Il problema è che tutti i dispositivi smart, telecamere incluse, sono connessi ad internet, e al loro interno hanno un sistema operativo sicuramente del software, come ad esempio web server. Inoltre, sono spesso integrati con altri sistemi e servizi in cloud. Gli attaccanti utilizzano le vulnerabilità di questi sistemi per rubare immagini, disattivare allarmi e, perché no, perpetrare attacchi DDoS verso terzi (come nel caso della botnet “Mirai”). È quindi fondamentale aggiornare i dispositivi all’ultima versione di firmware, non pubblicarli su internet senza precauzioni, non utilizzare le credenziali di default e utilizzare un’autenticazione a più fattori.

Come fanno?

Ma come fanno gli attaccanti a rilevare i dispositivi smart vulnerabili? Ci sono due modalità principali:

• questi dispositivi IoT, se pubblicati su internet, vengono indicizzati costantemente da “internet scanner”, come Shodan.io, che scandaglia costantemente il web alla ricerca di dispositivi pubblicati su internet. Se i dispositivi non sono aggiornati, sono vulnerabili e/o utilizzano credenziali di default, il gioco è fatto. Inoltre esistono liste di questi dispositivi, con relative credenziali di accesso, nei vari marketplace su dark/deep web.

• nella maggior parte dei casi sono i sistemi del produttore di dispositivi smart o il gestore (società di gestione dei sistemi di allarme/videosorveglianza), ad essere stati compromessi attraverso un supply chain attack. In questo modo si compromette in contemporanea la sicurezza di centinaia di migliaia di utenti finali.

Questione culturale

Purtroppo non esiste una filiera formata sui cyber rischi in quanto chi installa e gestisce questi dispositivi (sistemi di allarme, sistemi di videosorveglianza, domotica ecc), sicuramente esperto della sua materia, spesso non possiede però altrettanta consapevolezza sui rischi cyber, per cui utilizza le stesse password su tutti i clienti, non aggiorna i dispositivi installati presso i clienti e connette i clienti alla sua centrale operativa in maniera non sicura.

E le imprese?

Il problema non riguarda solo i privati, ma anche le aziende di tutte le dimensioni.
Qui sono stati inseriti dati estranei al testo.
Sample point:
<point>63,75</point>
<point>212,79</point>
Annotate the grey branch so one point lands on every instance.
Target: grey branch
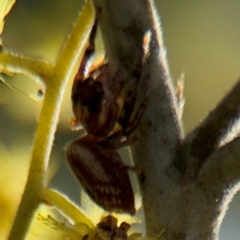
<point>187,182</point>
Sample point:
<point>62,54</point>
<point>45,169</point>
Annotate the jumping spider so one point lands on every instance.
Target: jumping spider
<point>103,106</point>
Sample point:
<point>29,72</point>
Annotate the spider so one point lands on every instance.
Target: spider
<point>105,107</point>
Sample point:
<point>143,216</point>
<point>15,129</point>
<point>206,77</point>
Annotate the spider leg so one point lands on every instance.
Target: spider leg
<point>89,52</point>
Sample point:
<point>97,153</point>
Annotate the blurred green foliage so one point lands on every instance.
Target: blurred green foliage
<point>201,37</point>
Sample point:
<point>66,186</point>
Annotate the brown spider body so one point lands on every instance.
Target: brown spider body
<point>101,106</point>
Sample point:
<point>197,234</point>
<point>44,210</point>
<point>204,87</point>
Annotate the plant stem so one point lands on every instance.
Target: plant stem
<point>56,85</point>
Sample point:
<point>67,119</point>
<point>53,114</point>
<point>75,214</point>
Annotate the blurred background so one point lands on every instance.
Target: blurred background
<point>202,38</point>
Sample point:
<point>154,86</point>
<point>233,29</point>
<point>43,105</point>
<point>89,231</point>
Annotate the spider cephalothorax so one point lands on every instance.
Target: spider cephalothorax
<point>104,106</point>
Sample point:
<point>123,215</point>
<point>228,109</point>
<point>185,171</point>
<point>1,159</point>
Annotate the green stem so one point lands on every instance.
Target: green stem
<point>56,85</point>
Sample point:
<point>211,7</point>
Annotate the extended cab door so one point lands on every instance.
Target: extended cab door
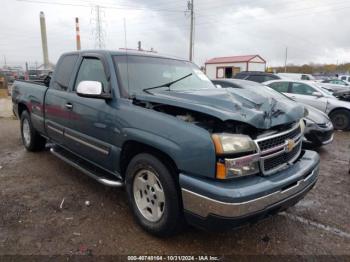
<point>92,132</point>
<point>303,93</point>
<point>57,107</point>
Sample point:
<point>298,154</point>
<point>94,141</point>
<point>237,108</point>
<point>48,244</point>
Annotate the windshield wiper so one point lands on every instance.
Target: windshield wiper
<point>165,85</point>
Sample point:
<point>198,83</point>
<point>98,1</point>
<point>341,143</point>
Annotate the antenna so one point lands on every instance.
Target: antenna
<point>126,47</point>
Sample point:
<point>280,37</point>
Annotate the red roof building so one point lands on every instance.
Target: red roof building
<point>228,67</point>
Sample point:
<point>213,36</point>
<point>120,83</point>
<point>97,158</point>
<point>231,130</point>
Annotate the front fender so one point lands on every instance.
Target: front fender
<point>192,154</point>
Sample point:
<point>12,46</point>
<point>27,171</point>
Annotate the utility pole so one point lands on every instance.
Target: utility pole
<point>190,8</point>
<point>285,60</point>
<point>77,32</point>
<point>139,46</point>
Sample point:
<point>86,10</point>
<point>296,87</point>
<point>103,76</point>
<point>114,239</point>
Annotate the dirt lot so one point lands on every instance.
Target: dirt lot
<point>33,186</point>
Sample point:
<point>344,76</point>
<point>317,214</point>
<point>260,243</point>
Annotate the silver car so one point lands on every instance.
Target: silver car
<point>312,94</point>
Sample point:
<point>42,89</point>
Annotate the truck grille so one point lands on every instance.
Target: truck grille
<point>274,162</point>
<point>278,140</point>
<point>274,150</point>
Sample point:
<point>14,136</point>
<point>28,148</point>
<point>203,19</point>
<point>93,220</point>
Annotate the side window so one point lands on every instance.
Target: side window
<point>302,89</point>
<point>281,87</point>
<point>91,69</point>
<point>64,72</point>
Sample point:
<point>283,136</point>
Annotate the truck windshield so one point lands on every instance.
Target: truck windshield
<point>142,72</point>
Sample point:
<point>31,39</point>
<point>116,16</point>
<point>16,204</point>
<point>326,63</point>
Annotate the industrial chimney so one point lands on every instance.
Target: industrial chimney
<point>77,33</point>
<point>44,40</point>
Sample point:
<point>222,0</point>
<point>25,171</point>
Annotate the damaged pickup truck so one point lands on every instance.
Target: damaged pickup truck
<point>185,150</point>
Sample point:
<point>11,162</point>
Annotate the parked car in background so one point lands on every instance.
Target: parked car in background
<point>319,128</point>
<point>333,87</point>
<point>256,76</point>
<point>335,82</point>
<point>184,149</point>
<point>296,76</point>
<point>312,94</point>
<point>344,78</point>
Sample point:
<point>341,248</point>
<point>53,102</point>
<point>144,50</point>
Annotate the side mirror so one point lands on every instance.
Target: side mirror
<point>317,94</point>
<point>92,89</point>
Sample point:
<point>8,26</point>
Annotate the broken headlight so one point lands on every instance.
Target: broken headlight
<point>228,144</point>
<point>232,144</point>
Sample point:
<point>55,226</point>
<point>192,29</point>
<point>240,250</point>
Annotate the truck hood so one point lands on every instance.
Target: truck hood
<point>262,110</point>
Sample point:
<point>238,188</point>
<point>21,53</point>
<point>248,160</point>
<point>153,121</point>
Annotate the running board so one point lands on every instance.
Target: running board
<point>68,158</point>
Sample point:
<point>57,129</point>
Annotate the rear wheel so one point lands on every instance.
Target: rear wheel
<point>31,139</point>
<point>153,195</point>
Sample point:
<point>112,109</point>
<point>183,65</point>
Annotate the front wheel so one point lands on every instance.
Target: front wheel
<point>31,139</point>
<point>153,195</point>
<point>340,119</point>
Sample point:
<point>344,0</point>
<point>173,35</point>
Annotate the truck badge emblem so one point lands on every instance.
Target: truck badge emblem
<point>289,145</point>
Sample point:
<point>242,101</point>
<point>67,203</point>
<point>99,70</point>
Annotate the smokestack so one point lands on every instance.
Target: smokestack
<point>77,30</point>
<point>44,40</point>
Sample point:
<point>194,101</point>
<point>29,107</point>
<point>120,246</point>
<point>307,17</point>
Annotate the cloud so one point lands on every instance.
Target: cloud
<point>314,31</point>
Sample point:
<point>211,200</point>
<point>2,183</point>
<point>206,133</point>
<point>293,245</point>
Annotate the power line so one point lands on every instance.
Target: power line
<point>101,6</point>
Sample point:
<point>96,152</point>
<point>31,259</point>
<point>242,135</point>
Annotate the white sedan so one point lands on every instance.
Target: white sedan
<point>312,94</point>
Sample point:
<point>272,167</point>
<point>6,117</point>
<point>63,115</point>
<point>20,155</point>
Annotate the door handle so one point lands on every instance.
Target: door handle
<point>69,106</point>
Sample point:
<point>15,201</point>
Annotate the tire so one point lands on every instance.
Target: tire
<point>141,186</point>
<point>340,119</point>
<point>31,139</point>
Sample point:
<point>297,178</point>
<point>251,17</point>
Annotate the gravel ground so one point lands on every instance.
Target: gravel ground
<point>34,185</point>
<point>5,107</point>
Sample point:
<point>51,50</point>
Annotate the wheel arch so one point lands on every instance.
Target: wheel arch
<point>337,109</point>
<point>21,108</point>
<point>132,147</point>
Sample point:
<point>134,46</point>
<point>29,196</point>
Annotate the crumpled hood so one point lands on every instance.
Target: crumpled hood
<point>261,109</point>
<point>316,115</point>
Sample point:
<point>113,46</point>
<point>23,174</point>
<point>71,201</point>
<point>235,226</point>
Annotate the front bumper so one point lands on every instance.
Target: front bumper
<point>241,199</point>
<point>318,136</point>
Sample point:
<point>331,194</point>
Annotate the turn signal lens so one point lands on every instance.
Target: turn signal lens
<point>220,171</point>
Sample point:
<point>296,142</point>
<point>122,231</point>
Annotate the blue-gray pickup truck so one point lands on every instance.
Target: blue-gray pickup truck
<point>186,151</point>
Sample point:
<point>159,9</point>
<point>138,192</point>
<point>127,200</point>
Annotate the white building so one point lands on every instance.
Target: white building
<point>228,67</point>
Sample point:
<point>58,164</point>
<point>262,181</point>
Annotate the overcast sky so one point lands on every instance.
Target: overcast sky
<point>315,31</point>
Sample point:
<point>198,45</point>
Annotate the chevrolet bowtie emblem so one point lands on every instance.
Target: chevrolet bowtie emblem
<point>289,145</point>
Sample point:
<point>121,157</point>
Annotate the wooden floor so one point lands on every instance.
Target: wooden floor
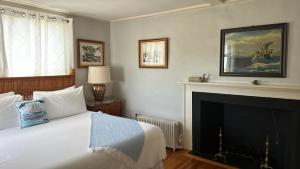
<point>181,159</point>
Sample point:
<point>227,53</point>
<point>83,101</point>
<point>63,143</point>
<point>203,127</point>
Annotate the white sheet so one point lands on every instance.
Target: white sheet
<point>64,144</point>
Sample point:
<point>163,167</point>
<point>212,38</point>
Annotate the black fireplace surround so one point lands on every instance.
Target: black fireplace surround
<point>246,121</point>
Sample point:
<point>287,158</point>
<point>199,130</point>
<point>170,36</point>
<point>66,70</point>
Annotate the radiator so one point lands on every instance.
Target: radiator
<point>171,129</point>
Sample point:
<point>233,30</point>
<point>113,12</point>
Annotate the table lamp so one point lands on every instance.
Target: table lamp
<point>98,76</point>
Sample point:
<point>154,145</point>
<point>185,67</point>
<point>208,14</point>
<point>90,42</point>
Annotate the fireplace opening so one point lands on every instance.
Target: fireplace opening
<point>246,122</point>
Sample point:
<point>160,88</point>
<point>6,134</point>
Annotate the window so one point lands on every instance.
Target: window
<point>35,44</point>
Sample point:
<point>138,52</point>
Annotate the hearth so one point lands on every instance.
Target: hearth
<point>246,121</point>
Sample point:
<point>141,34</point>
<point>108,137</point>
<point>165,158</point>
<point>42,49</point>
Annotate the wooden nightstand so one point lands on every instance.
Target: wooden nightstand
<point>112,107</point>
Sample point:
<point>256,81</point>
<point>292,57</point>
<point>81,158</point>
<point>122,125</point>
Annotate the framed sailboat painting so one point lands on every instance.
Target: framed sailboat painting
<point>256,51</point>
<point>153,53</point>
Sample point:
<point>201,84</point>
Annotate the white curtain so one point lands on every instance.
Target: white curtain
<point>3,62</point>
<point>35,44</point>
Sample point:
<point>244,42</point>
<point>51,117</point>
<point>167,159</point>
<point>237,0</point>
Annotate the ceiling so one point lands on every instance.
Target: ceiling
<point>114,10</point>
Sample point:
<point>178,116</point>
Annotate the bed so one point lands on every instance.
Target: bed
<point>64,143</point>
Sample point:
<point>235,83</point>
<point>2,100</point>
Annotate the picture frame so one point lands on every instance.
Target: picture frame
<point>256,51</point>
<point>90,53</point>
<point>153,53</point>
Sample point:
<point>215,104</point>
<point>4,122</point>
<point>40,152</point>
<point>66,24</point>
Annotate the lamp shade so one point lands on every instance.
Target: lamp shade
<point>99,74</point>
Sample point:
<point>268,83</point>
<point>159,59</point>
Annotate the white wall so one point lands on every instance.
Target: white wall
<point>91,29</point>
<point>194,49</point>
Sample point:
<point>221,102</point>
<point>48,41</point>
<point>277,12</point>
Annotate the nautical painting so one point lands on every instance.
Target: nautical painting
<point>90,53</point>
<point>254,51</point>
<point>153,53</point>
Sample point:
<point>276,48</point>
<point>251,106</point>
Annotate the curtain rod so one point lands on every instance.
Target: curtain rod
<point>13,11</point>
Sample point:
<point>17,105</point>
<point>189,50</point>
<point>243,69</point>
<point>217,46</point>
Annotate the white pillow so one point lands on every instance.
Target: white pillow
<point>9,116</point>
<point>64,103</point>
<point>2,95</point>
<point>51,92</point>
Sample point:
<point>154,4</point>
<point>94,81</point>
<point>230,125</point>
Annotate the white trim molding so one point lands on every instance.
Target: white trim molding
<point>246,89</point>
<point>163,13</point>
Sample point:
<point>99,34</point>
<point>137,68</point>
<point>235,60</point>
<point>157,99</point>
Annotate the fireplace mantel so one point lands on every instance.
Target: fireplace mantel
<point>245,89</point>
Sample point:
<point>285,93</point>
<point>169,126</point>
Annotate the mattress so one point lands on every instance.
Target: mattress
<point>64,144</point>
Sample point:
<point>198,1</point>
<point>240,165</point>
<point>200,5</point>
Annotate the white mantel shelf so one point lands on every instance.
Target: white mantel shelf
<point>233,88</point>
<point>248,89</point>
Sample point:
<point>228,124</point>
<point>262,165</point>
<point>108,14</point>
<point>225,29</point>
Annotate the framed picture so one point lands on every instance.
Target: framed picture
<point>153,53</point>
<point>90,53</point>
<point>257,51</point>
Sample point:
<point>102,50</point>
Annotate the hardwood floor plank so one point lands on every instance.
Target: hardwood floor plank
<point>181,159</point>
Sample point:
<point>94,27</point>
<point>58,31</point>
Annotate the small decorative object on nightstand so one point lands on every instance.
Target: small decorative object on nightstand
<point>112,107</point>
<point>98,76</point>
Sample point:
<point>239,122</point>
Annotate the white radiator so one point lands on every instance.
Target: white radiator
<point>171,129</point>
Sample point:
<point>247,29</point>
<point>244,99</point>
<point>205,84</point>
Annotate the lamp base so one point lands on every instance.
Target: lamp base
<point>99,91</point>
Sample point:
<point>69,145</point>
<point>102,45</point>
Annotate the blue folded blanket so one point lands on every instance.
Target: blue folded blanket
<point>110,133</point>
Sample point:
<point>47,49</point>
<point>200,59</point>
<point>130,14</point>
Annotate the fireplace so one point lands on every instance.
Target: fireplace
<point>246,121</point>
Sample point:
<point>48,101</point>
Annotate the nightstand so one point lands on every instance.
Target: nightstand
<point>112,107</point>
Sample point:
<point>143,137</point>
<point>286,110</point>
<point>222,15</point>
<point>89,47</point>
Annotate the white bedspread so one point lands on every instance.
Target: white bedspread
<point>64,144</point>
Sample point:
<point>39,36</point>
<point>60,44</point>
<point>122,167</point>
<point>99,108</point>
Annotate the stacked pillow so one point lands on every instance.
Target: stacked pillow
<point>46,105</point>
<point>62,103</point>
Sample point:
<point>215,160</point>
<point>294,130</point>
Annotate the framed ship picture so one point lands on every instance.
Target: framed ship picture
<point>153,53</point>
<point>90,53</point>
<point>257,51</point>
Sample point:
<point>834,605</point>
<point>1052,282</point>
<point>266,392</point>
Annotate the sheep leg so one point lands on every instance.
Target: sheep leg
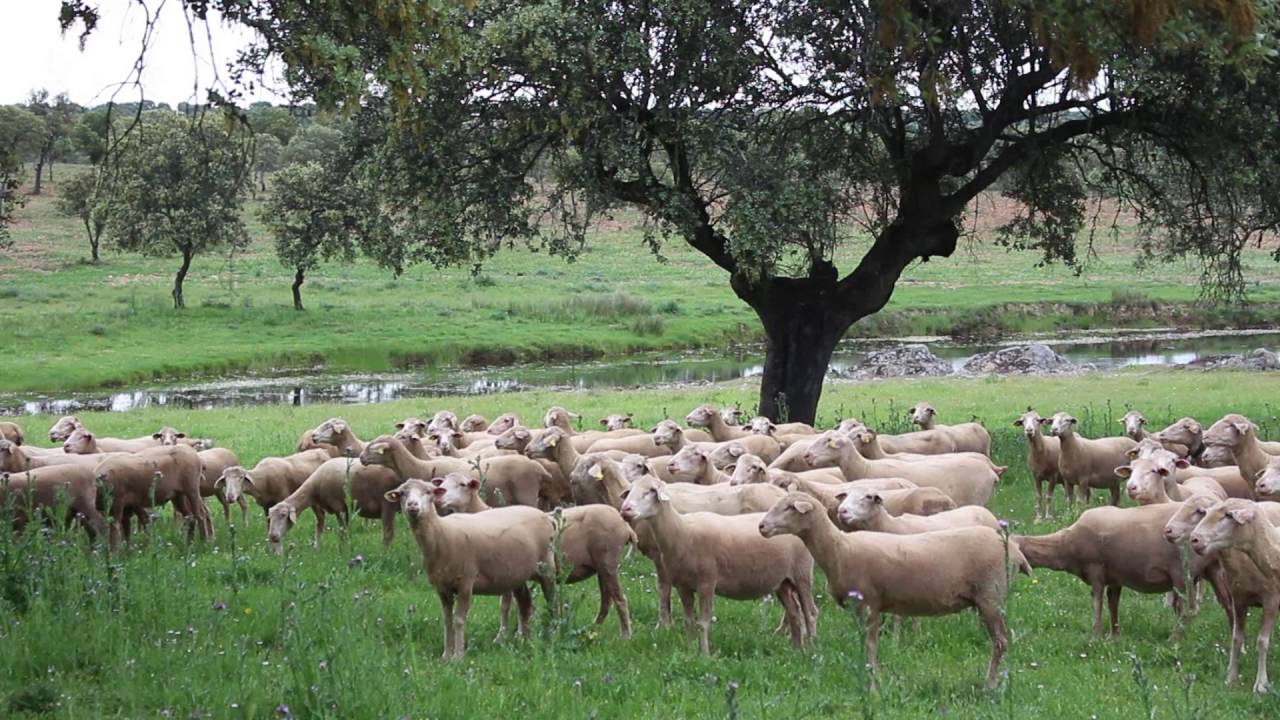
<point>705,610</point>
<point>995,623</point>
<point>1269,621</point>
<point>1114,607</point>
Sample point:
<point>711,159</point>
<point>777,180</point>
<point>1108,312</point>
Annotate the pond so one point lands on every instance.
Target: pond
<point>1107,350</point>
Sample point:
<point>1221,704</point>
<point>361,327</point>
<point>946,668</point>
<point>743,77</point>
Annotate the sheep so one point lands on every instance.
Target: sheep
<point>327,491</point>
<point>71,487</point>
<point>272,479</point>
<point>1042,459</point>
<point>863,509</point>
<point>590,538</point>
<point>1243,525</point>
<point>214,463</point>
<point>1246,583</point>
<point>508,479</point>
<point>965,437</point>
<point>1112,548</point>
<point>154,477</point>
<point>965,481</point>
<point>493,552</point>
<point>1151,481</point>
<point>12,432</point>
<point>927,574</point>
<point>1086,463</point>
<point>708,555</point>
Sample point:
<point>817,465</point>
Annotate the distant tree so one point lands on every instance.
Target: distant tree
<point>177,187</point>
<point>19,136</point>
<point>312,144</point>
<point>86,197</point>
<point>268,153</point>
<point>58,115</point>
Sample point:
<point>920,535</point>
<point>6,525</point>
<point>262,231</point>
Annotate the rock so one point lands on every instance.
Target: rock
<point>903,361</point>
<point>1020,360</point>
<point>1257,359</point>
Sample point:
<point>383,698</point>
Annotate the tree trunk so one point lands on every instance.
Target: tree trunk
<point>297,290</point>
<point>178,302</point>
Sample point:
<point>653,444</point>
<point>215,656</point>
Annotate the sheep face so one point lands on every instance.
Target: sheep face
<point>644,500</point>
<point>923,414</point>
<point>1187,518</point>
<point>63,428</point>
<point>1133,424</point>
<point>749,470</point>
<point>502,424</point>
<point>1229,432</point>
<point>689,464</point>
<point>279,519</point>
<point>168,436</point>
<point>702,417</point>
<point>1224,525</point>
<point>234,482</point>
<point>790,515</point>
<point>762,425</point>
<point>80,442</point>
<point>1063,424</point>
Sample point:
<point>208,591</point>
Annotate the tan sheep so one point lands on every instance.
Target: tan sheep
<point>965,437</point>
<point>926,574</point>
<point>863,509</point>
<point>712,555</point>
<point>1112,548</point>
<point>1086,463</point>
<point>1244,527</point>
<point>325,491</point>
<point>964,481</point>
<point>272,479</point>
<point>590,538</point>
<point>490,552</point>
<point>1248,587</point>
<point>68,487</point>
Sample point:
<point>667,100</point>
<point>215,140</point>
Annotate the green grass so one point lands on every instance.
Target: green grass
<point>138,634</point>
<point>72,324</point>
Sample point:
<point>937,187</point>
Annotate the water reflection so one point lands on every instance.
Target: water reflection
<point>670,369</point>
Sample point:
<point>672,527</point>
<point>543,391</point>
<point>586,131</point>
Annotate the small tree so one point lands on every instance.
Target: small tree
<point>85,197</point>
<point>177,187</point>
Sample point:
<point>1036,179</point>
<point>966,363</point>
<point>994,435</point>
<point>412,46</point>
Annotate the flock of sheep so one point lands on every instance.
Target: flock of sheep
<point>896,523</point>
Oggi le società e i dipartimenti di cybersecurity e IT hanno a disposizione degli strumenti automatici per creare un inventario di tutti i client, server, device mobili e macchine virtuali presenti in rete, e di conseguenza mantenere questi sistemi aggiornati, mappare eventuali vulnerabilità e contenere i rischi con altri sistemi come virtual patching, IPS/IDS, regole firewall ecc. Invece per i sistemi IoT è tutto molto complesso: spesso sono in gestione al “shadow IT” (ad es. i sistemi di telecamere e controllo accessi sono in gestione a società appaltatrici esterne, che non aggiornano i device e che mantengono credenziali uguali su tutti i clienti). Inoltre spesso i dispositivi sono vecchi e “fuori supporto”, per cui il produttore non rilascia più aggiornamenti.

Che deve fare la Signora Maria?

Per non essere vittima di questi attacchi, i privati dovrebbero aggiornare regolarmente i dispositivi, utilizzare password complesse, rivolgersi ad un esperto in caso di dubbi e non pubblicare nessuna informazione su internet. Se si utilizzano installatori esterni, è necessario informarsi su quale sia la modalità corretta per proteggersi dai rischi cyber. Inoltre, è sempre meglio utilizzare brand conosciuti: meglio Alexa del device cinese comprato su Alibaba.

Che deve fare l’azienda Pinco Pallo?

Per quanto riguarda le aziende, esistono combinazioni di software e servizi in grado di:

• offrire un inventario di tutti i device smart/iot connessi alla rete aziendale

• gestire gli aggiornamenti dei firmware di tali dispositivi

• gestire le vulnerabilità

• gestire i dispositivi fuori supporto dal produttore

• individuare eventuali utilizzi di credenziali di default

• gestire le credenziali, e fornire un accesso sicuro ai colleghi e ai fornitori esterni, senza compromettere l’integrità delle credenziali stesse.